Roger A. Grimes wrote recently about using a honeypot in the internal network to catch maldoers (am I alone in feeling a bit naughty after seeing the pic of Roger and honey?). I think this approach is a little heavy-handed, even for a throw-away machine. A full-blown honeypot is a bit of an interesting approach to the problem of detecting intrusion. If staff cannot detect intrusions on their real systems or on the network, they’re not going to wield a honeypot correctly. And if they do catch someone probing the honeypot, they are already beyond having a problem.
Now, that’s not to say I discredit this approach. I’m all for multiple barriers, detections, defenses, and using spare time and resources (even throw-away junk) for any little bit that can help. In fact, in a previous job I had a really old workstation that I opened a share on and configured a few port listeners on. This box was a crude honeypot/detection box that could alert me if something was scanning certain ports (namely 1434) or something was depositing malicious files on the open share (we had a couple of these outbreaks when I first joined up). Not really a honeypot, but it was a box meant to simply trigger an alarm in an environment that was cash-strapped from a back room standpoint. Honeypots seem more geared towards human attackers, as opposed to automata which is more often the culprit.
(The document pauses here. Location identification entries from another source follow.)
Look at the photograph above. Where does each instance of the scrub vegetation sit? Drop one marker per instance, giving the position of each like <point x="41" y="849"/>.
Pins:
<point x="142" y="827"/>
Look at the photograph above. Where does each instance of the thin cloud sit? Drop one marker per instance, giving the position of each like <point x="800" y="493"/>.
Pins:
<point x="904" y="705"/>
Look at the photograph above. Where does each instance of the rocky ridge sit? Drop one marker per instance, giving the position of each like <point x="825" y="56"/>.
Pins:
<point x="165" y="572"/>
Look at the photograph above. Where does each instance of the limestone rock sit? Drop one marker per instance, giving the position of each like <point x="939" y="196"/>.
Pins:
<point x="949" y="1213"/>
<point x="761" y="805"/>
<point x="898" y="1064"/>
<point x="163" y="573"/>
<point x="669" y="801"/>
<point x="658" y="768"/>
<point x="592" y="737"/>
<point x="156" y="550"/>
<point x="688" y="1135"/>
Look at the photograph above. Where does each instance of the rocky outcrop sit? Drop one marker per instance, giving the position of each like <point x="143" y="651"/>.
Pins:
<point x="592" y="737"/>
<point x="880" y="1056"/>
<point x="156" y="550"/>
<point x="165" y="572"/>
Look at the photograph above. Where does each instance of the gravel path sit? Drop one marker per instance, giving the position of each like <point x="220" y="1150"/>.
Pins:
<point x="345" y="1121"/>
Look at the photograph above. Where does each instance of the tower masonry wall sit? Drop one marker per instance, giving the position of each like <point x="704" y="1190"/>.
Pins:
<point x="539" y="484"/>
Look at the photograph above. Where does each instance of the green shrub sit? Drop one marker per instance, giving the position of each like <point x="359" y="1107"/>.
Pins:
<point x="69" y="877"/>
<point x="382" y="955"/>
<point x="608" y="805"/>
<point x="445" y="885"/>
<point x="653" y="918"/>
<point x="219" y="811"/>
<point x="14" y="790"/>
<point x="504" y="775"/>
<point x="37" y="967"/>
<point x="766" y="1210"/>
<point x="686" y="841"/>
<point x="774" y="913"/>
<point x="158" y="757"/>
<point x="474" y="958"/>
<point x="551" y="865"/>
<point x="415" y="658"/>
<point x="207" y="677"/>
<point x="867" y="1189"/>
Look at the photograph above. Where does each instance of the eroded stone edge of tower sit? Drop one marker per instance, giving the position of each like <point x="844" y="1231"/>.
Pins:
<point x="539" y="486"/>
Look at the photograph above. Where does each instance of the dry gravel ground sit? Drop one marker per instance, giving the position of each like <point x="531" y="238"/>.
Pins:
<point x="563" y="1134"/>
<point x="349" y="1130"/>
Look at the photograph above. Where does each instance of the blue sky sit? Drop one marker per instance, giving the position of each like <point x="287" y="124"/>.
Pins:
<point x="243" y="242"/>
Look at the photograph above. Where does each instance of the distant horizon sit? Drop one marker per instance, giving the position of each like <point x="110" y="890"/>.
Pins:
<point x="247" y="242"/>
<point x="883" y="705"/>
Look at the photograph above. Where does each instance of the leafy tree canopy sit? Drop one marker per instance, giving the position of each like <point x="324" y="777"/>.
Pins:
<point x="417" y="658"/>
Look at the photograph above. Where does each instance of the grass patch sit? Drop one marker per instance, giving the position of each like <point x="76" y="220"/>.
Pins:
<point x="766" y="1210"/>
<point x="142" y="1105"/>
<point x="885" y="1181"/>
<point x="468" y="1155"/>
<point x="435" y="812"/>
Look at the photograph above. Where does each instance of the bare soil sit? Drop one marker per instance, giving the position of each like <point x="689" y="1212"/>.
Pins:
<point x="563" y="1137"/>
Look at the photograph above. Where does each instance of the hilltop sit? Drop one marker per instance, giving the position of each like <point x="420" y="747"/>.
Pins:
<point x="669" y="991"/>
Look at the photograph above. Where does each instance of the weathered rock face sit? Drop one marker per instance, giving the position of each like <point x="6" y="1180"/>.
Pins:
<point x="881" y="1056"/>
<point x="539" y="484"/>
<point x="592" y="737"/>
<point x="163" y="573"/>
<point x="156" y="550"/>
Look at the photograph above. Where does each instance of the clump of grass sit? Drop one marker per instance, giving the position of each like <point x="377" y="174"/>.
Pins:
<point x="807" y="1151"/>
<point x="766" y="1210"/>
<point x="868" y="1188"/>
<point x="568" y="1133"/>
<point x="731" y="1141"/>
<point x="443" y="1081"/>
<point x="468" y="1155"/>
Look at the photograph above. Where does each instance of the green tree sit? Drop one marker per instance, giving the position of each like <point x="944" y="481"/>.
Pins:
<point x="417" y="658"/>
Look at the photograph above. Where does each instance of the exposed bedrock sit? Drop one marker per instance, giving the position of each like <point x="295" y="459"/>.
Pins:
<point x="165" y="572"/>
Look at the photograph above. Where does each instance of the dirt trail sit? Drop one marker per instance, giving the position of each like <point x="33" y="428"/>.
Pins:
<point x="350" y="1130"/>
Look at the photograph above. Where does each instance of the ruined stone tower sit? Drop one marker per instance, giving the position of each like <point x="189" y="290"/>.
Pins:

So, I’m not disagreeing with the approach in total, but I would caution that honeypots internal will indicate something bigger is happening, and there really should (if you can get the budget for it) be other measures in place on the network and real systems to detect intrusions or naughty activity, even if they are just little tripwires or detectors.
The article also gives some nice tools, and I’ve already picked up that book mentioned and hope to get started on it in the coming months.